I would highly encourage any person interested in growing their career in SQL Server to try SQL Cruise. You will want to come back for more, I promise. I want to thank the sponsors – SQL Sentry, Idera, Red Gate and Confio for making this possible for the SQL Community – in addition to Tim and Amy Ford, for their great organizing skills and also for the fun and enriching company of their entire family.

SQL Saturday 154 – St Louis

I attended SQL Saturday 154 at St Louis last weekend. I was particularly keen to attend this event since it was organized by my friends at St Louis (Sanil Mhatre,Julie Bloominquest, Kathie Kellenberger, and others) who have been regular attendees at all of our events at Louisville. It was also their first sql saturday. I arrived late on friday and checked in at Crowne Plaza, the hotel assigned to the event. It was very comfortable,reasonably priced and close to the event location – which helped me not rent a car. The next day morning I finished breakfast at the hotel and walked to the event. It was a short and pleasant walk. I had left my speedpass printout at home but the team was quick to print me a copy, and I was set with my badge and swag bag in a few minutes. I was also able to get a good cup of coffee and settled in for my first session of the day – Dan Guzman’s ‘Maximising SQL Server Insert Performance’ – I learnt a few things particularly on benchmarking and measuring performance. The next session I attended was Arie Jones’s ‘Pwned..Security,SQL Server and you’. AJ is one of those people who can keep you listening for hours with the content and stories – and he was totally in his element today. I greatly enjoyed the presentation and learnt many new things about hacking techniques and security mechanisms to prevent them. After this session I had to head back to the hotel to check out, and returned in time for lunch. There were no lines and was able to get my sandwich easily – it was recommended to sit in classrooms, eat and listen in on vendor presentations. This was a great idea but for those of us who could not attend the post event, this was also the only time to socialize. I spent this hour socializing with many people I knew, and also with vendors. The only post lunch session I was able to attend before rushing to the airport was Kevin Boles’s ‘ Common TSQL mistakes’ –  another brilliant presentation packed with tips for every day use. I thoroughly enjoyed the session and left the event very satisfied with a good day’s learning.
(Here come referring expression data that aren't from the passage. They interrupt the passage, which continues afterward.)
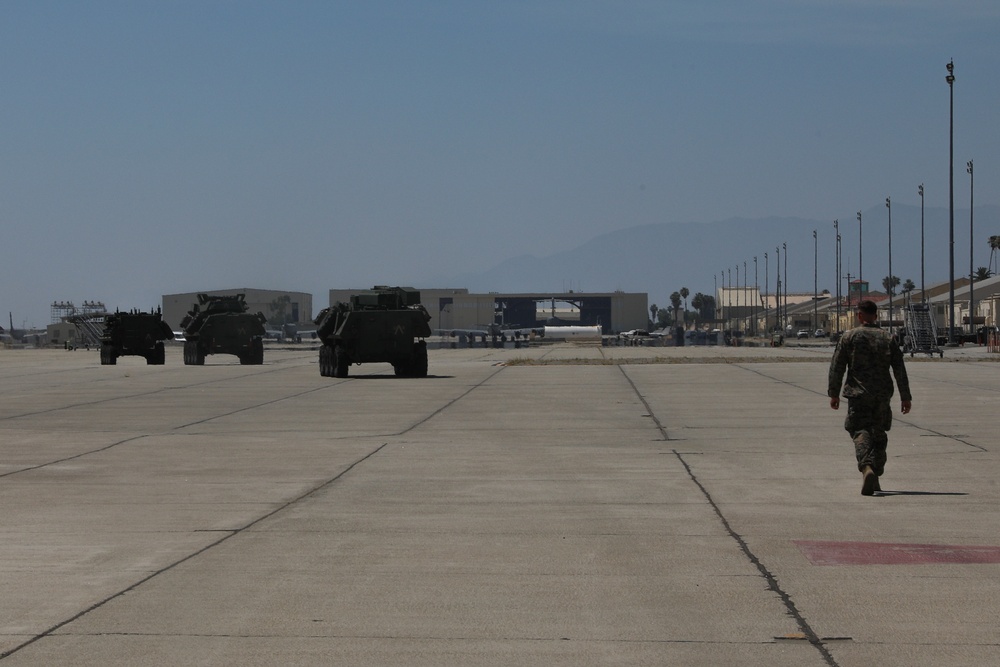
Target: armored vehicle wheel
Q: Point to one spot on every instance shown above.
(192, 355)
(108, 356)
(419, 363)
(341, 363)
(157, 357)
(326, 361)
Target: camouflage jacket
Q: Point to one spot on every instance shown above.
(867, 353)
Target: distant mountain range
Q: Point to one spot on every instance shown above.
(662, 258)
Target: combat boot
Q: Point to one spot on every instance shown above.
(870, 482)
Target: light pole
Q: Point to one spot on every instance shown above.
(860, 279)
(923, 295)
(745, 295)
(777, 290)
(729, 300)
(815, 281)
(951, 201)
(767, 277)
(836, 265)
(737, 296)
(972, 266)
(888, 205)
(784, 320)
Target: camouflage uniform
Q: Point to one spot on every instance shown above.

As an organizer of 5 sql saturdays I happen to know the many pains and huge effort to pull off an event – and the effort put in by the team was obvious. Finding a space to host such an event for free is a huge challenge, but again bigger spaces are the only way events can grow – so perhaps a bigger space would help next time. Also, as Kendal Van Dyke pointed out in the SQL Saturday news letter – the most common feedback events get are around signage in and around the building. We learnt to make investments in signage and reuse them every year – something I have never regretted doing as an organizer – this could be considered.  A boxed lunch with all sides in one box would be better – in return for $10. Other than these small issues I felt the event was very well organized and look forward to attending the next one!!